L’offre est « personnalisée », relevant de la logique de la dépathologisation. Elle est formulée au plus près de l’impasse et de la nécessité d’invention : accompagnant « sur demande » et sur mesure, le coach, « contrairement à un psychothérapeute, […] ne traite pas une pathologie », mais propose de « résoudre les situations du quotidien »[4] et de chercher des solutions spécifiques.

Mais qu’est-ce qui oriente cette recherche ?

Concernant la parentalité, pour « réussir et s’épanouir ensemble »[5] et « réenchante[r] votre vie de famille »[6], neurosciences, psychoéducation, éducation thérapeutique, éducation positive, communication non violente, parentalité bienveillante, approche gagnant-gagnant…[7] sont au programme. Sous couvert de personnalisation, normalité, réussite, et bonnes pratiques sont donc les signifiants qui situent la domination de ce discours et veulent suturer ce qui ex-siste et échappe au contrôle.

Le réel appelle toujours des réponses nodales. Ces réponses, si elles sont du registre de l’invention, ne sont pas hors de la temporalité d’une société. Au temps de l’Autre qui n’existe pas, et d’un symbolique qui ne fait plus appui, les repères se cherchent ailleurs, suscitant de nouveaux nouages. La demande de conseil, d’apport de solutions dont on puisse croire, voire être certains qu’elles tiennent, en est la conséquence. Voilà qui donne consistance à la suggestion, que pourtant Freud avait précisément mise de côté pour tracer la voie du discours si singulier de la psychanalyse, seul discours qui ne soit pas de domination[8].

La septième journée d’étude de l’Institut psychanalytique de l’enfant[9], au thème noué à celui de Pipol 11, donnera toute sa place à ce discours – toujours actuel en 2023 – tellement subversif de la psychanalyse, et témoignera de ses effets pour des « parents exaspérés » et des « enfants terribles », ouvrant ainsi la voie à la question par laquelle Éric Laurent nous introduit à Pipol 11 : que peut être le « père après le patriarcat »[10] ?
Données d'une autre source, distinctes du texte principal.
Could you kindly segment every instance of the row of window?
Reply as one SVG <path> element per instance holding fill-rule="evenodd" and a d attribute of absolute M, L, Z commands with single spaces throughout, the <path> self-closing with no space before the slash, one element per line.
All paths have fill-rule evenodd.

Image : © Lucas Castel – https://castellucas.com/projects/

[1] Derderian J., « Coaching », disponible sur internet : https://www.jnlcoaching.fr/le-coaching.
[2] Collectif, « Coaching », Wikipédia, 24 février 2023, disponible sur internet.
[3] D’hoker-Lacour N., « Histoire et fondements du coaching », disponible sur internet : https://www.coaching-au-present.com.
[4] Clatot P., « À quoi sert un coach parental », Laurence Pernoud, disponible sur internet : https://www.laurencepernoud.com.
[5] Cf. https://www.happyparents.com/parents/coaching-parental.
[6] Cf. https://www.elena-goutard.com.
[7] Cf. « Coaching parental », Haute école de coaching, disponible sur internet : https://ecole.evolution-perspectives.com/fr/haute-ecole-coaching/formations/specialisations/coaching-parental. « Une formation reconnue par l’État, inscrite au RNCP niveau 6. »
[8] Cf. Lacan J., « Transfert à Saint-Denis ? Lacan pour Vincennes ! », Ornicar ?, n°17-18, 1979, p. 278.
[9] Septième journée d’étude de l’Institut psychanalytique de l’enfant qui se tiendra en présence le samedi 18 mars 2023 au Palais des congrès d’Issy-les-Moulineaux : https://institut-enfant.fr.
[10] Cf. Laurent É., « Le père après le patriarcat », Blog Nobodaddy de Pipol 11, posté le 17 février 2023.